(i) x + y = 14
x – y = 4
(ii) s – t = 3
(s/3) + (t/2) = 6
Arrangements:
(I) Given,
$$ \[x\text{ }+\text{ }y\text{ }=\text{ }14\text{ }and\text{ }x\text{ }-\text{ }y\text{ }=\text{ }4\] are the two conditions.
From first condition, we get,
\[x\text{ }=\text{ }14\text{ }-\text{ }y\]
Presently, substitute the worth of x in second condition to get,
\[\left( 14\text{ }-\text{ }y \right)\text{ }-\text{ }y\text{ }=\text{ }4\]
\[14\text{ }-\text{ }2y\text{ }=\text{ }4\]
\[2y\text{ }=\text{ }10\]
Or then again \[y\text{ }=\text{ }5\]
By the worth of y, we would now be able to track down the specific worth of \[x\] ;
\[\because x\text{ }=\text{ }14-y\]
\[\therefore x\text{ }=\text{ }14-5\]
Or on the other hand \[x\text{ }=\text{ }9\]
Henceforth, \[x\text{ }=\text{ }9\text{ }and\text{ }y\text{ }=\text{ }5\] .
(ii) Given,
\[s\text{ }-t\text{ }=\text{ }3\text{ }and\text{ }\left( s/3 \right)\text{ }+\text{ }\left( t/2 \right)\text{ }=\text{ }6\] are the two conditions.
From first condition, we get,
\[s\text{ }=\text{ }3\text{ }+\text{ }t\text{ }\_\_\_\_\_\_\_\_\_\_\_\_\_\_\_\_\left( 1 \right)\]
Presently, substitute the worth of s in second condition to get,
\[\left( 3+t \right)/3\text{ }+\text{ }\left( t/2 \right)\text{ }=\text{ }6\]

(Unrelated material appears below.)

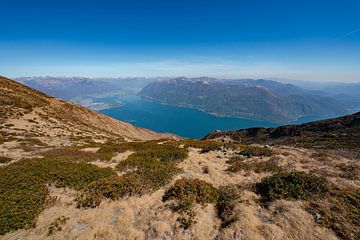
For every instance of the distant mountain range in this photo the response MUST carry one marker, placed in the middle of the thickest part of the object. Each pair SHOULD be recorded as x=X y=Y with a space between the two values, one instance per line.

\[\Rightarrow \left( 2\left( 3+t \right)\text{ }+\text{ }3t\text{ } \right)/6\text{ }=\text{ }6\]
\[\Rightarrow \left( 6+2t+3t \right)/6\text{ }=\text{ }6\]
\[\Rightarrow \left( 6+5t \right)\text{ }=\text{ }36\]
\[\Rightarrow 5t\text{ }=\text{ }30\]
\[\Rightarrow t\text{ }=\text{ }6\]
Presently, substitute the worth of t in condition (1)
\[s\text{ }=\text{ }3\text{ }+\text{ }6\text{ }=\text{ }9\] In this way, s = 9 and t = 6.